# Advise about Coate Water Country Park nr Swindon



## tokkalosh (May 25, 2006)

I am looking to meet up with son and girlfriend for a few hours on Tuesday.
Looking at the map Coate Water Country Park caught my attention, 
close to the motorway nr Swindon.

I am having trouble finding up to date information on this place and wonder if anyone has any first hand information that would tell me if it is suitable for meeting up, having a walk and maybe something to eat.

Any help much appreciated.
TIA


----------



## Bengal (Aug 13, 2010)

Coate might be suitable but it does have a height barrier near the entrance to the car parks. There is a pub close by. The park itself has a cafe that does simple drinks/hotdog type stuff but I've no idea if it would be open.

An alternative is Lydiard Park, also handy for the M4. The park has no height barrier & plenty of space for a motorhome to park. There is a cafe on site but, again, I'm not sure if it is open.

Bengal


----------



## Bengal (Aug 13, 2010)

Tokkalosh,

Sorry, I didn't look up the info for you....

There is a web site for Lydiard Park. The cafe opening is "Over December and the Christmas period, the tea rooms will be open on weekends 3 & 4, 10 & 11 and 17 & 18 December, and open during the holidays daily from 19 to 23 December and 27 to 31 December."

and, by the way..Merry Xmas!

Bengal


----------



## tokkalosh (May 25, 2006)

Many thanks for that Bengal, I will check it out now.

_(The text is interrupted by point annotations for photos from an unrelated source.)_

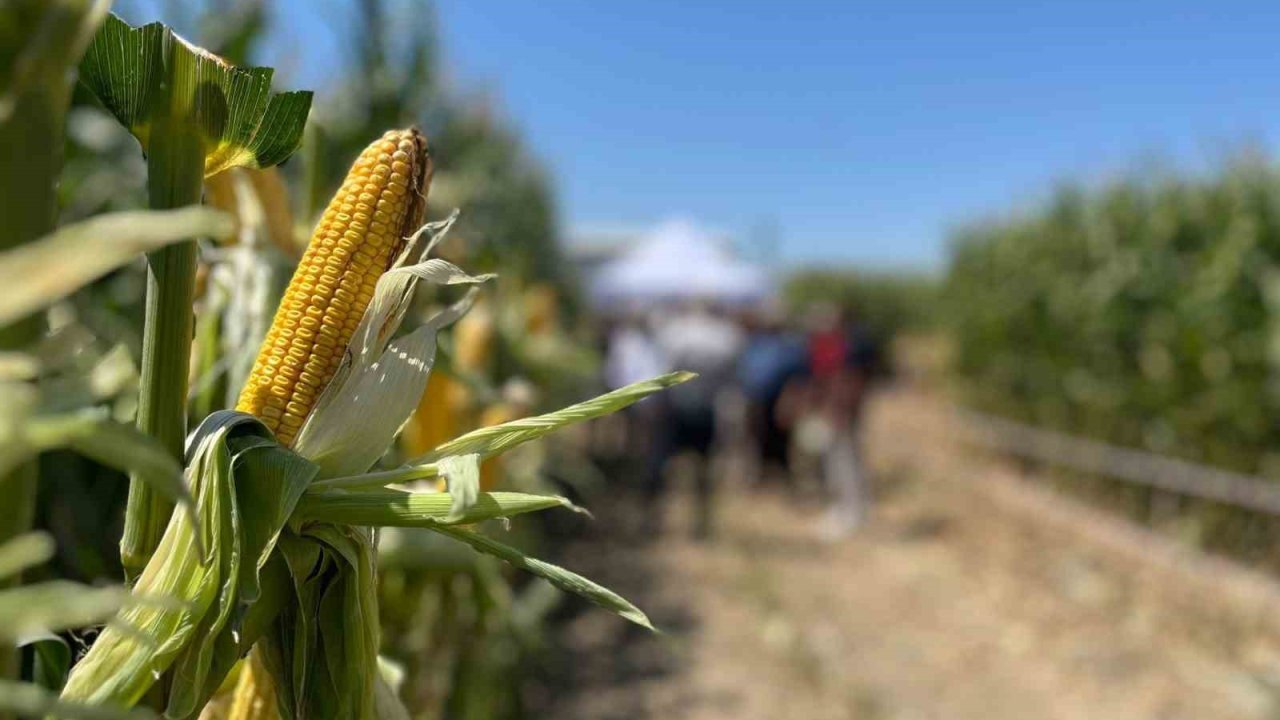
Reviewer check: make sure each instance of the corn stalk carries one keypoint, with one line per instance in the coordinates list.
(40, 40)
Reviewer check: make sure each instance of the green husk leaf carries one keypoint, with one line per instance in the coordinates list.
(496, 440)
(323, 650)
(214, 572)
(55, 265)
(563, 579)
(373, 395)
(402, 509)
(150, 76)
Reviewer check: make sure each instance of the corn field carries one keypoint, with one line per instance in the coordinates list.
(300, 419)
(1142, 313)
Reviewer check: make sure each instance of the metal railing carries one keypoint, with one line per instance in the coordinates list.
(1136, 466)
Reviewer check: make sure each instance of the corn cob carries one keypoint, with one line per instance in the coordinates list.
(255, 695)
(357, 238)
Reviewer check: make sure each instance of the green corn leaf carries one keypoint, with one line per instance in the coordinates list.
(32, 701)
(51, 660)
(154, 81)
(402, 509)
(554, 574)
(95, 434)
(494, 440)
(323, 650)
(216, 574)
(55, 265)
(462, 473)
(24, 551)
(55, 605)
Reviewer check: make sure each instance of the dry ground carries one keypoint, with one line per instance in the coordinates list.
(973, 592)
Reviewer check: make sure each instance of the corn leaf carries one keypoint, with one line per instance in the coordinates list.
(54, 605)
(55, 265)
(494, 440)
(245, 488)
(323, 648)
(150, 76)
(462, 473)
(371, 396)
(32, 701)
(95, 434)
(402, 509)
(51, 659)
(554, 574)
(24, 551)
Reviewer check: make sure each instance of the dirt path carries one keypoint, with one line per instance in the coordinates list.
(970, 593)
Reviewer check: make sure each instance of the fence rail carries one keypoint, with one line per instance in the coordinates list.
(1136, 466)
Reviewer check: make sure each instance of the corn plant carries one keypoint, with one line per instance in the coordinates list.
(266, 570)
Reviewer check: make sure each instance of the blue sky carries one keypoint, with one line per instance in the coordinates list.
(862, 131)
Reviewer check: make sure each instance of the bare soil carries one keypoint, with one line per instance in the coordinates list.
(973, 592)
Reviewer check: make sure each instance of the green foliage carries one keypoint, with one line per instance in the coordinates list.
(1142, 313)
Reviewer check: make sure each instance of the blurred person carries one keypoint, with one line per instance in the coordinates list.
(705, 342)
(773, 358)
(842, 359)
(632, 355)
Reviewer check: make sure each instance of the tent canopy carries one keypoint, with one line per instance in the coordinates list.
(679, 261)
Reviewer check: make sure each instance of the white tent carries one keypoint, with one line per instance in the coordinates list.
(677, 261)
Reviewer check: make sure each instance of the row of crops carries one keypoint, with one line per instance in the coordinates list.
(327, 528)
(1144, 313)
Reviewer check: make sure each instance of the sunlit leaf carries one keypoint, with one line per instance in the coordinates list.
(498, 438)
(150, 76)
(403, 509)
(462, 473)
(563, 579)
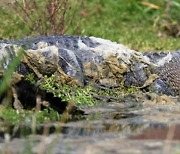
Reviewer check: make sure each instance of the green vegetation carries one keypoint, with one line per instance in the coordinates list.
(13, 117)
(143, 25)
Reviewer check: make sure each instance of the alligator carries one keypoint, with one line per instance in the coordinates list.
(82, 60)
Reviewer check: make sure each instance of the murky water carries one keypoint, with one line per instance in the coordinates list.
(135, 126)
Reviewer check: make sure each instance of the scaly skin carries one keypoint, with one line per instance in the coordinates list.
(93, 59)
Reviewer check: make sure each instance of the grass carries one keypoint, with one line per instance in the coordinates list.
(141, 26)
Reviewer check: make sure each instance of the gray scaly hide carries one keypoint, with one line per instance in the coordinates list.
(72, 52)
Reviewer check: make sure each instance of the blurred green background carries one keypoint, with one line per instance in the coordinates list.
(143, 25)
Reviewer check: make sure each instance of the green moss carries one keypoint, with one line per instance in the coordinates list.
(12, 116)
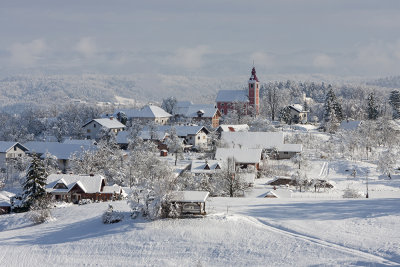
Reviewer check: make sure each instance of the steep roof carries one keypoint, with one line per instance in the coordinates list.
(89, 184)
(183, 130)
(244, 155)
(60, 150)
(203, 166)
(233, 128)
(5, 146)
(191, 110)
(149, 111)
(297, 107)
(232, 96)
(265, 140)
(189, 196)
(109, 123)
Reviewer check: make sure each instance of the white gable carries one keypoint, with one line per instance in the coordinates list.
(264, 140)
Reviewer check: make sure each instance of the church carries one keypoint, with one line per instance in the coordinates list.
(247, 101)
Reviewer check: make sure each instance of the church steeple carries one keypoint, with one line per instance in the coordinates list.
(254, 92)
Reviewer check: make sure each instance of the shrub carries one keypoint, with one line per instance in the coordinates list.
(39, 211)
(111, 216)
(352, 193)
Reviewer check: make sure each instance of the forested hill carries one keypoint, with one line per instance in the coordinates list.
(389, 82)
(42, 90)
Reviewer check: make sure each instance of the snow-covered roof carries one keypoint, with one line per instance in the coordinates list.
(289, 148)
(183, 130)
(232, 96)
(109, 123)
(189, 196)
(264, 140)
(86, 142)
(5, 198)
(89, 184)
(60, 150)
(149, 111)
(299, 108)
(205, 166)
(111, 189)
(244, 155)
(233, 128)
(5, 146)
(122, 137)
(191, 111)
(350, 125)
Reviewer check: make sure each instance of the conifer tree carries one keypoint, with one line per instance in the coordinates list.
(394, 100)
(372, 108)
(35, 184)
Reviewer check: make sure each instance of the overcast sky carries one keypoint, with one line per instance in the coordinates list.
(210, 38)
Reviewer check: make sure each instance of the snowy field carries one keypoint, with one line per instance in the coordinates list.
(237, 232)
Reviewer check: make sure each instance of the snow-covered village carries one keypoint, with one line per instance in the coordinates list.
(154, 134)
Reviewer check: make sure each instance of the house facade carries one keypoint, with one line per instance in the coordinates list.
(93, 128)
(10, 151)
(74, 188)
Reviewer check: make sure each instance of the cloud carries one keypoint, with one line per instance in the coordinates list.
(323, 61)
(26, 54)
(191, 58)
(261, 59)
(86, 47)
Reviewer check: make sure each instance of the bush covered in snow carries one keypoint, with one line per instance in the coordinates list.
(111, 216)
(352, 193)
(39, 211)
(84, 201)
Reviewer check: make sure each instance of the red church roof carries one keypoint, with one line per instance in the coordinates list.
(253, 76)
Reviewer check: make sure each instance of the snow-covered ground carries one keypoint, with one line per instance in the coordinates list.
(236, 232)
(295, 229)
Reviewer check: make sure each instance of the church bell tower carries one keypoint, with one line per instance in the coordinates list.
(254, 93)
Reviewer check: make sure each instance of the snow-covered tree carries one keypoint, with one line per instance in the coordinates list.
(175, 144)
(394, 100)
(169, 104)
(229, 180)
(387, 162)
(372, 108)
(35, 184)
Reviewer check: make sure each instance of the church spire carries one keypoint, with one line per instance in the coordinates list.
(253, 76)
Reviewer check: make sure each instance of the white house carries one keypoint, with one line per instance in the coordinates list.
(93, 127)
(243, 157)
(149, 113)
(268, 141)
(205, 167)
(63, 152)
(195, 136)
(207, 114)
(9, 151)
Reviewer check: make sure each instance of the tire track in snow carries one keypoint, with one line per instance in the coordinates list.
(323, 243)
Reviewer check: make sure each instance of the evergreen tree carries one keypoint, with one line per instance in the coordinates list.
(284, 115)
(35, 184)
(394, 100)
(333, 110)
(372, 108)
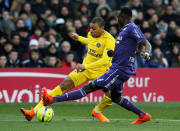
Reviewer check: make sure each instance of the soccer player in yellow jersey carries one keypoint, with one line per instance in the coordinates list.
(94, 65)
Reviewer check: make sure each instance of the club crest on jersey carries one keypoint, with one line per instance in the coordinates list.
(98, 45)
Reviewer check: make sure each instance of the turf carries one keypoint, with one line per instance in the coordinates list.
(77, 117)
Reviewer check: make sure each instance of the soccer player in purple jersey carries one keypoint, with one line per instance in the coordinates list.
(120, 71)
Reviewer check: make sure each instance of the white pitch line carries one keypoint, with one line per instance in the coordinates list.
(90, 119)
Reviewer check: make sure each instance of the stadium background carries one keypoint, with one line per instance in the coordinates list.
(44, 27)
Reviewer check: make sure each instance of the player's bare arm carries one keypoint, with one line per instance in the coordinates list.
(148, 48)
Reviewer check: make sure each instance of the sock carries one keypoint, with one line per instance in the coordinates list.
(56, 91)
(74, 95)
(105, 102)
(125, 103)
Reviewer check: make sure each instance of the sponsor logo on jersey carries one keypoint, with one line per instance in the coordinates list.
(98, 45)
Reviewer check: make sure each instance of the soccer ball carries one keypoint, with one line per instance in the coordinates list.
(45, 114)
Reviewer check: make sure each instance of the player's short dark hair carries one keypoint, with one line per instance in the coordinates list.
(126, 11)
(98, 20)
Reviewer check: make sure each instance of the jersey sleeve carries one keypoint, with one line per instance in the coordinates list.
(83, 40)
(105, 60)
(136, 34)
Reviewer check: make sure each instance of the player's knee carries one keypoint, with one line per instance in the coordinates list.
(90, 87)
(116, 96)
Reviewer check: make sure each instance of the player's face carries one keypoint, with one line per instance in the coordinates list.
(96, 30)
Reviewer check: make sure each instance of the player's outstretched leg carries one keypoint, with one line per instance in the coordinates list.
(142, 119)
(96, 112)
(47, 99)
(29, 114)
(142, 116)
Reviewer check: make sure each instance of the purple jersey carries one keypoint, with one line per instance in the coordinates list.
(125, 49)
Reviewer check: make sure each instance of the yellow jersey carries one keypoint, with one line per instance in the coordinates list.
(97, 58)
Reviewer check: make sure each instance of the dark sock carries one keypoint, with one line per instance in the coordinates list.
(74, 95)
(125, 103)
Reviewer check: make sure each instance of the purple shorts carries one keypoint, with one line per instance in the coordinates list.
(112, 78)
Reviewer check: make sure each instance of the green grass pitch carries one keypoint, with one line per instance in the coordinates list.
(77, 117)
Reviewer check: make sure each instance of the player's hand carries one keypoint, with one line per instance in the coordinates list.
(145, 55)
(80, 67)
(74, 36)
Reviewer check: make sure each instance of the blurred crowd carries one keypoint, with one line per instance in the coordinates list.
(37, 33)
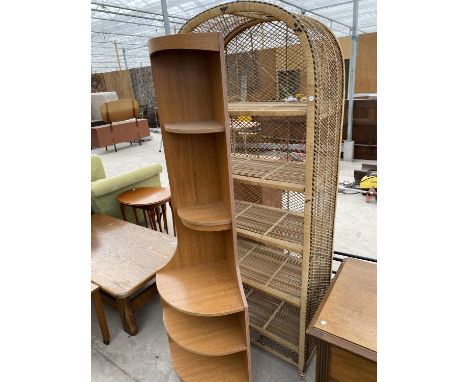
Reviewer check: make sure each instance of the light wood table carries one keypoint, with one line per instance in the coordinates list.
(345, 325)
(96, 296)
(149, 199)
(124, 260)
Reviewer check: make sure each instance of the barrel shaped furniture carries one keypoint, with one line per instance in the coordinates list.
(204, 306)
(285, 158)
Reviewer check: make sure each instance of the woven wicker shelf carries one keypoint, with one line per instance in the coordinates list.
(212, 217)
(284, 214)
(277, 174)
(274, 319)
(278, 227)
(267, 109)
(212, 336)
(198, 368)
(196, 127)
(273, 271)
(204, 290)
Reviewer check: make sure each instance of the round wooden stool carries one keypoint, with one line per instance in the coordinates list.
(152, 201)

Merry Christmas to you and yours.


----------



## gerri (Nov 26, 2007)

Hi Hungry Horse just up the road Great meals and no height restrictions then park on the Marlborough road and walk into Coate water lovely walk with lots of wild life to see my grand kids love it takes about an hour to walk round enjoy!!


----------



## tokkalosh (May 25, 2006)

Thank you for that info gerri.
Don't know why I didn't know of these places before but all sounds good for a visit.


----------